SA-CYD: Children and Youth with Disabilities
Young people with disabilities are rights-holders, advocates, and agents of change. SA-CYD gives them the skills and platforms to prove it.
IN THE PICTURE: Under the SA-CYD programme, and with funding from FFO and UNICEF, SAFOD has trained young people with disabilities from its national affiliates in a range of areas, including digital advocacy skills such as social media use, blogging, and website management.
Children and young people with disabilities are among the most excluded in Southern Africa. They are kept out of schools, left out of health services, and rarely consulted on decisions that affect their lives. In policy spaces — where those decisions get made — their voices are almost never heard.

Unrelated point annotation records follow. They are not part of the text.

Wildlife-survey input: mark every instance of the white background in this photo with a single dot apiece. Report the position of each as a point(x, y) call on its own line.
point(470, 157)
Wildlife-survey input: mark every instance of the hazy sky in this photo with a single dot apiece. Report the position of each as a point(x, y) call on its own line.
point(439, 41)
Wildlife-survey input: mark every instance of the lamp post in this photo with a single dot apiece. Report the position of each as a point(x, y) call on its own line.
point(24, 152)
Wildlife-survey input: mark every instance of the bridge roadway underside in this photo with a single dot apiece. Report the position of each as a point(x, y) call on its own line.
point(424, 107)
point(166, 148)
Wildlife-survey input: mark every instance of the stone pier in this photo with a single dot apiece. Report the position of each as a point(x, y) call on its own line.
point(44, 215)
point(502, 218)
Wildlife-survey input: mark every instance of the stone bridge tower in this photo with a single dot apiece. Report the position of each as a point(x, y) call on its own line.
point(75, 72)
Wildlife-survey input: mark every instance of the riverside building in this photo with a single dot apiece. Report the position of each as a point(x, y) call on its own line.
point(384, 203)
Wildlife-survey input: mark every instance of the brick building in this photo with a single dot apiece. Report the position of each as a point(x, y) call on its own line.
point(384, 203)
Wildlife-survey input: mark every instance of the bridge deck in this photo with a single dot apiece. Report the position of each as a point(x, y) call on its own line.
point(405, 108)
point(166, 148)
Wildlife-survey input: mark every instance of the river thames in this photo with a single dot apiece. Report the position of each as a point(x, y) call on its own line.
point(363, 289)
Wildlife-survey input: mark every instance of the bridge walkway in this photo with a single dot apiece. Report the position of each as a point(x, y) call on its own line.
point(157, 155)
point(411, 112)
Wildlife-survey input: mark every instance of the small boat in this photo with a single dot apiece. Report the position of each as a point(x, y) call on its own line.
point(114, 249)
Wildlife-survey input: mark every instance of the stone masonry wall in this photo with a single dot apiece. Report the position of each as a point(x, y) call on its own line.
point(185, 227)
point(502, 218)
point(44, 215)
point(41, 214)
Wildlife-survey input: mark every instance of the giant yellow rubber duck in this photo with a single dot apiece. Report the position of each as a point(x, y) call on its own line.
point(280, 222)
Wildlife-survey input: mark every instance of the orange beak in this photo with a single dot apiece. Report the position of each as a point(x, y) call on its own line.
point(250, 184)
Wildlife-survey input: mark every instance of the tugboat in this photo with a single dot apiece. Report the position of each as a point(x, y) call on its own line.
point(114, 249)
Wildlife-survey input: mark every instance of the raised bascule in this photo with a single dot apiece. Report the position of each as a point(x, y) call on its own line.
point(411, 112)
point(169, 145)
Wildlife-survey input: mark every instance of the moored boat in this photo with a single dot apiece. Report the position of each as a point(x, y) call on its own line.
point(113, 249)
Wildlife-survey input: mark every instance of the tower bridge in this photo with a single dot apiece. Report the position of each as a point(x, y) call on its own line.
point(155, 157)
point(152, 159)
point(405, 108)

#Inclusive Young Voices (#IYV)
Funded by UNICEF and implemented with national affiliates in five countries. The project targets children and youth with disabilities aged 15 to 24. It gives them the skills and platforms to advocate for themselves — including on social media and online, where advocacy is happening today.

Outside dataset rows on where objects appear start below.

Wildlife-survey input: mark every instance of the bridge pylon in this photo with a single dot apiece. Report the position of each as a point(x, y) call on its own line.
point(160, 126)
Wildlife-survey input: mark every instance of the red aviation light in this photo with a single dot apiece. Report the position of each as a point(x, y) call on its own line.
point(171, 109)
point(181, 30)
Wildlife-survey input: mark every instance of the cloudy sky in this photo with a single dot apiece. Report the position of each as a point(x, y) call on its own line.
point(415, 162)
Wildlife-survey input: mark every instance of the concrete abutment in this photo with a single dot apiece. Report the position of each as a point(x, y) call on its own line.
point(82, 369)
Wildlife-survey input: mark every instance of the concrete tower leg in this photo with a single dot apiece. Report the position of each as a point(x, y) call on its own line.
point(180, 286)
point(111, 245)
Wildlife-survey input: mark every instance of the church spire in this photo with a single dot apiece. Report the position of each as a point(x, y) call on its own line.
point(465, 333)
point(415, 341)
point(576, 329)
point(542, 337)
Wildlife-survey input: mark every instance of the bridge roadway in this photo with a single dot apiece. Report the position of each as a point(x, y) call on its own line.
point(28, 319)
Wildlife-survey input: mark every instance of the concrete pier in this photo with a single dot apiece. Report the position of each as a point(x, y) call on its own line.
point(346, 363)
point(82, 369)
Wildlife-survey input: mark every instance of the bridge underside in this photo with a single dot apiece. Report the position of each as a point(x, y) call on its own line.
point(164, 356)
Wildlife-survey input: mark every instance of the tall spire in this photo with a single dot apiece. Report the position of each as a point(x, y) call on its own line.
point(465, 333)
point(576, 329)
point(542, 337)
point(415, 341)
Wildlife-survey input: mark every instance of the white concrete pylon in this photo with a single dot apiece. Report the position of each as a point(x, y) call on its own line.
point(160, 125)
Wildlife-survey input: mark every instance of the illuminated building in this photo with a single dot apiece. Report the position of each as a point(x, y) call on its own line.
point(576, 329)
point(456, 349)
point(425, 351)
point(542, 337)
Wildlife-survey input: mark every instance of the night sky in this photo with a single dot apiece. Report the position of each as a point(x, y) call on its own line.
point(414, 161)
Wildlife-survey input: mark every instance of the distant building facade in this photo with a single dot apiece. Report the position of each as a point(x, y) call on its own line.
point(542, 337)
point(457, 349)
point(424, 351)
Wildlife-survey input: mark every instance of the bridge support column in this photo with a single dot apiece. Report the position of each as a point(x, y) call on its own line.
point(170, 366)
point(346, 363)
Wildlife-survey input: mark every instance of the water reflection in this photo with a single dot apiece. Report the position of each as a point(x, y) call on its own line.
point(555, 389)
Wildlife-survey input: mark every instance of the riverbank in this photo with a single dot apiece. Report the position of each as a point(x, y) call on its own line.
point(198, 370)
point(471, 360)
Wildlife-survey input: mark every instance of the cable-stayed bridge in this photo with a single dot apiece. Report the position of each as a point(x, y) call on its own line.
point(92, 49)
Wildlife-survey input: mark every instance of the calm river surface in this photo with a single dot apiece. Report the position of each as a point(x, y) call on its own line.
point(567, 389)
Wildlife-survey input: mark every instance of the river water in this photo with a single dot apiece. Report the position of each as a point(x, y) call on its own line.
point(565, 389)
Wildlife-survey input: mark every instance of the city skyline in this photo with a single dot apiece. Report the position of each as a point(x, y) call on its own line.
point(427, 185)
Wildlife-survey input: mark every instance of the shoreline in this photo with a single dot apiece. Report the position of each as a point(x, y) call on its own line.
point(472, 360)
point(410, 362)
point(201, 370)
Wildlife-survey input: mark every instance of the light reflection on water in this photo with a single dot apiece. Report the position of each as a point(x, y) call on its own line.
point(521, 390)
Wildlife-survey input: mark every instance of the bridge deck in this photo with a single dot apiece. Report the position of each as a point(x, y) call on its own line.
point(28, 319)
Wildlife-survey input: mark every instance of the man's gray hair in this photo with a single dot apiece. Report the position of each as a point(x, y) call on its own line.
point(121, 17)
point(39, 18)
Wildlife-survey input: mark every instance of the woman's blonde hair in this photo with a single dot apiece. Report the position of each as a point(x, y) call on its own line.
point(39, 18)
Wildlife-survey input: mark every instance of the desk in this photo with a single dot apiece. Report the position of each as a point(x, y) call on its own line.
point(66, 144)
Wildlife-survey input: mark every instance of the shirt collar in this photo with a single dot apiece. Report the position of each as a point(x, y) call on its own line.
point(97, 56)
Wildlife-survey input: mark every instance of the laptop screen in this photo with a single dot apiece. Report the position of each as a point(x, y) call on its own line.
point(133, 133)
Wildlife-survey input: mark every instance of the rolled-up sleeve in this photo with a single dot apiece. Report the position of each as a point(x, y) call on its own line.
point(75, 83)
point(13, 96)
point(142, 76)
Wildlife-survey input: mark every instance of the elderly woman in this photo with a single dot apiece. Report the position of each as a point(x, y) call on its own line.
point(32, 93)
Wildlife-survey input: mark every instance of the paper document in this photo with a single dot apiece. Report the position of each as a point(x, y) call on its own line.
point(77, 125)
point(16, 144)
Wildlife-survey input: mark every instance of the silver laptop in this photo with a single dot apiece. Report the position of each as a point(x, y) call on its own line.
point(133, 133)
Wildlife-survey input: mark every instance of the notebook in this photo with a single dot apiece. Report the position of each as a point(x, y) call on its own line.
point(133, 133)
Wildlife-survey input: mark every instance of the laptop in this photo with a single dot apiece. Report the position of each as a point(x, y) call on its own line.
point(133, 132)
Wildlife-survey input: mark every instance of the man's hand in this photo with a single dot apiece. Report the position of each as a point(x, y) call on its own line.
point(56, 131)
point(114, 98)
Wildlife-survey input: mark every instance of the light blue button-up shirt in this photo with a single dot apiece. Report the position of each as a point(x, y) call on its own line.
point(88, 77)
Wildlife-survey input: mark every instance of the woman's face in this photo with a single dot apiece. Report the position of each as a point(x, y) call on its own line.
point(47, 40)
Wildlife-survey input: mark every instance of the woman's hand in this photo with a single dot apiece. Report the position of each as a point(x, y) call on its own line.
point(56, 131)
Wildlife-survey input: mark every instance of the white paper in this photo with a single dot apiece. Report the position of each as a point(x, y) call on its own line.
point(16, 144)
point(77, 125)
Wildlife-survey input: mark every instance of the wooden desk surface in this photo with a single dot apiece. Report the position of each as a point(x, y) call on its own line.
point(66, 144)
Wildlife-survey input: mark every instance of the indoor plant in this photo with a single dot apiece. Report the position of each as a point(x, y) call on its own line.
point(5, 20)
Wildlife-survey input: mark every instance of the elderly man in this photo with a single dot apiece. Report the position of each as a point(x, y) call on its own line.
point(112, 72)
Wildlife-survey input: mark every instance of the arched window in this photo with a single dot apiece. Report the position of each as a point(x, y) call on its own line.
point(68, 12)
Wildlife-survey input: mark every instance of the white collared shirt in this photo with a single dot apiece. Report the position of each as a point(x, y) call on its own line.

- Online training of 20 Youth Ambassadors — four per country — in social media skills and disability rights advocacy.
- Youth dialogues in all five pilot countries, where children and young people with disabilities identified key issues and developed Calls to Action for governments and duty bearers.
- Engagement meetings with members of parliament, ministers, and local councillors — giving young people direct access to those with power to act.
- A survey on how children with disabilities use social media for advocacy, generating evidence to guide training and support.
- Development of SAFOD's child safeguarding policy, ensuring work with young people meets clear standards of protection and accountability.
Build skills.
Provide a platform.
Connect with decision-makers.
Scale across all 16 SADC states.
The disability rights movement cannot be sustained without the next generation. When young people with disabilities speak for themselves — to ministers, on social media, in policy forums — they change what is possible.